Furthermore, integrating our hybrid bagging resampling ensemble framework with advanced machine learning models or architectures, such as transformers, is a promising direction to further improve performance. Incorporating advanced architectures like transformers holds great potential for enhancing the effectiveness and robustness of SCA. Transformers, known for their self-attention mechanisms, excel at capturing long-range dependencies in sequential data, which is particularly beneficial for SCA where capturing intricate patterns in power consumption traces is crucial. Models like EstraNet, a novel transformer-based model, have demonstrated remarkable performance in SCA by achieving linear time and memory complexity, making them highly effective in diverse scenarios [47]. While integrating transformers and advanced models into our framework offers significant benefits, it also presents challenges such as substantial computational resources and trade-offs between accuracy and efficiency.

As post-quantum cryptography becomes increasingly relevant, it is crucial to adapt our framework to these new algorithms. Future research should focus on tailoring our ensemble and resampling techniques to the unique leakage characteristics of post-quantum cryptographic schemes. This includes developing new feature extraction methods capable of handling the complex and diverse leakage profiles associated with algorithms like lattice-based or hash-based cryptography. Additionally, evaluating the performance of the proposed framework on these algorithms will be essential for understanding its generalizability and effectiveness in the post-quantum context [48,49].

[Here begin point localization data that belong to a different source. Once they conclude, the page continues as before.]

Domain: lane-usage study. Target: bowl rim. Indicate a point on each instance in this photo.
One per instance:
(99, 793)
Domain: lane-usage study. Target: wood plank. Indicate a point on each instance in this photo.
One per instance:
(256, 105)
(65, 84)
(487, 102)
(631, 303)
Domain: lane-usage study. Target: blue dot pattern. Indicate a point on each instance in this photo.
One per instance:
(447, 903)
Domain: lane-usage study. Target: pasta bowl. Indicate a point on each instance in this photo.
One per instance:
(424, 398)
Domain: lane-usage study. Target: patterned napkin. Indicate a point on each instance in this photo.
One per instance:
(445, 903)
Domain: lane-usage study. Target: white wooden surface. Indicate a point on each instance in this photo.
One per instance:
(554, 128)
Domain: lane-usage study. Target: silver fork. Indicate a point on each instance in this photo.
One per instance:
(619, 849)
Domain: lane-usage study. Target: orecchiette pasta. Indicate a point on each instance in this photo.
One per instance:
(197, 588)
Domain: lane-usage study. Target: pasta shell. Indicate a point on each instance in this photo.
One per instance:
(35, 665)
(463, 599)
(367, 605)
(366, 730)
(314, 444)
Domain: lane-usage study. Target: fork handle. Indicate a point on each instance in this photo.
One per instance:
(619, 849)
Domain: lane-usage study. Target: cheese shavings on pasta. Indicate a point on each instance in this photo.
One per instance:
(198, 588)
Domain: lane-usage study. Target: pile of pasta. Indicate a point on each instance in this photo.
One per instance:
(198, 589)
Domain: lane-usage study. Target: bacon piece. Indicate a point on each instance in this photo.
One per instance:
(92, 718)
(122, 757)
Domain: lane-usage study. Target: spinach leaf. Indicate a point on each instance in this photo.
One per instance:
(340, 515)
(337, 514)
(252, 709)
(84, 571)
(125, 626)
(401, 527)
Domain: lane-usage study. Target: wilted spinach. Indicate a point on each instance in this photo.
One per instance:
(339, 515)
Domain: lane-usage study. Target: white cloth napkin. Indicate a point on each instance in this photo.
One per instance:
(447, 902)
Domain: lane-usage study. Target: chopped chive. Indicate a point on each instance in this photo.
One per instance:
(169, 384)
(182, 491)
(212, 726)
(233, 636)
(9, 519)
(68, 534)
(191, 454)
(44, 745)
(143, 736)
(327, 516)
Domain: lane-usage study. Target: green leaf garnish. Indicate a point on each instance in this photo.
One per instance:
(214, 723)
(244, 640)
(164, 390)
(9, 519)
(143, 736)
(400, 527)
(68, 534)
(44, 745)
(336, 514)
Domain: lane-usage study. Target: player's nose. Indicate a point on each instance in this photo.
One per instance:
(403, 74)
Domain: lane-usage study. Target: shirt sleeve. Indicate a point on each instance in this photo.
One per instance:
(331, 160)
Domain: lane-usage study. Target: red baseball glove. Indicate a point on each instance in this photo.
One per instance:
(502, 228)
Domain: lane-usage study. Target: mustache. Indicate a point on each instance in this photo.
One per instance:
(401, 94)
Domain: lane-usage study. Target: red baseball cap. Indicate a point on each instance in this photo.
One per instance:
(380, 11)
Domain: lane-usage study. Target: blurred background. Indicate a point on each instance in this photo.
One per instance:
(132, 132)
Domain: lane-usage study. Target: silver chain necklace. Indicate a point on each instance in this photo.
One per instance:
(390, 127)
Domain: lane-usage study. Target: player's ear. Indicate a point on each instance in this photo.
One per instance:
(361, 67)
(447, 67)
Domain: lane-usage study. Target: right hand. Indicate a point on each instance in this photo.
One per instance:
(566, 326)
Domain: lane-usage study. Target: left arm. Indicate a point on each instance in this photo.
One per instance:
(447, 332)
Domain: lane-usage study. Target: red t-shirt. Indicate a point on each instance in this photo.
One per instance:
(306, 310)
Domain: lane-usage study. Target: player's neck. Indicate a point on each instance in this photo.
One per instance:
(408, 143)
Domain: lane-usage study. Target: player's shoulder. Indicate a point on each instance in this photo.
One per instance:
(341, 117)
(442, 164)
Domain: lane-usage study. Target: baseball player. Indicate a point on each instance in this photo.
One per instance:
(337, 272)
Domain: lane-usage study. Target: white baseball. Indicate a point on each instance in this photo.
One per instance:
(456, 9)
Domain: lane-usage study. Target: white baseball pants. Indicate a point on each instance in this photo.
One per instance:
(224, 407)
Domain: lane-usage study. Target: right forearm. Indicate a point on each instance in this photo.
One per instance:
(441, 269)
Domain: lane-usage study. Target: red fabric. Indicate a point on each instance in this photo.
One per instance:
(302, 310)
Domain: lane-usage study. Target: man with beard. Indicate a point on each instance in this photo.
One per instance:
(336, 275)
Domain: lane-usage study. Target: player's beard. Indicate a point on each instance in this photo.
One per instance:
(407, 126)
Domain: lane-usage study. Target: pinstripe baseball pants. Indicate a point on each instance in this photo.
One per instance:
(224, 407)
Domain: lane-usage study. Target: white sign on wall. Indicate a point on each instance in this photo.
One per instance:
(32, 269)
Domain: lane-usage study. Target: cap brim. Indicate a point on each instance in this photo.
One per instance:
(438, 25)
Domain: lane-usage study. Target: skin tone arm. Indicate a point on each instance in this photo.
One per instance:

7. Conclusions and Future Work

In this work, we proposed a hybrid bagging resampling deep learning SCA framework designed to address imbalanced class distribution in SCA datasets. Our technique integrates a two-stage hybrid approach that includes a data enhancement phase and a bagging ensemble phase. Through our experiments, we demonstrated that our framework has over 50% performance improvement over previous methods, although the optimal resampling technique varied depending on the dataset. The key insight from our study is that both sampling and bagging techniques can improve model performance on imbalanced datasets by more than three times compared to the initial performance. While the SMOTEENN ensemble achieved the best performance in the ASCAD dataset, the Basic ensemble performed the best in the CHES dataset, both contributing to over a $70\%$ improvement in performance. This reinforces the importance of selecting appropriate methods tailored to the specific characteristics of each dataset. Our findings suggest several avenues for future research, including exploring additional resampling techniques, applying our framework to a broader range of datasets, and integrating it with other machine learning models and cryptographic algorithms, such as those in post-quantum computing. Advanced neural network architectures like transformers, known for handling sequential data and capturing long-range dependencies, could further enhance SCA performance. While our framework shows significant potential, there are areas for improvement. Future work should address the computational overhead of complex resampling methods and the impact of extreme imbalance levels. Tackling these issues could enhance the framework’s effectiveness and efficiency, paving the way for more robust solutions. Ultimately, our bagging resampling framework offers a robust, efficient, and less complex solution for optimizing methodologies on imbalanced datasets, laying the groundwork for further advancements in the field.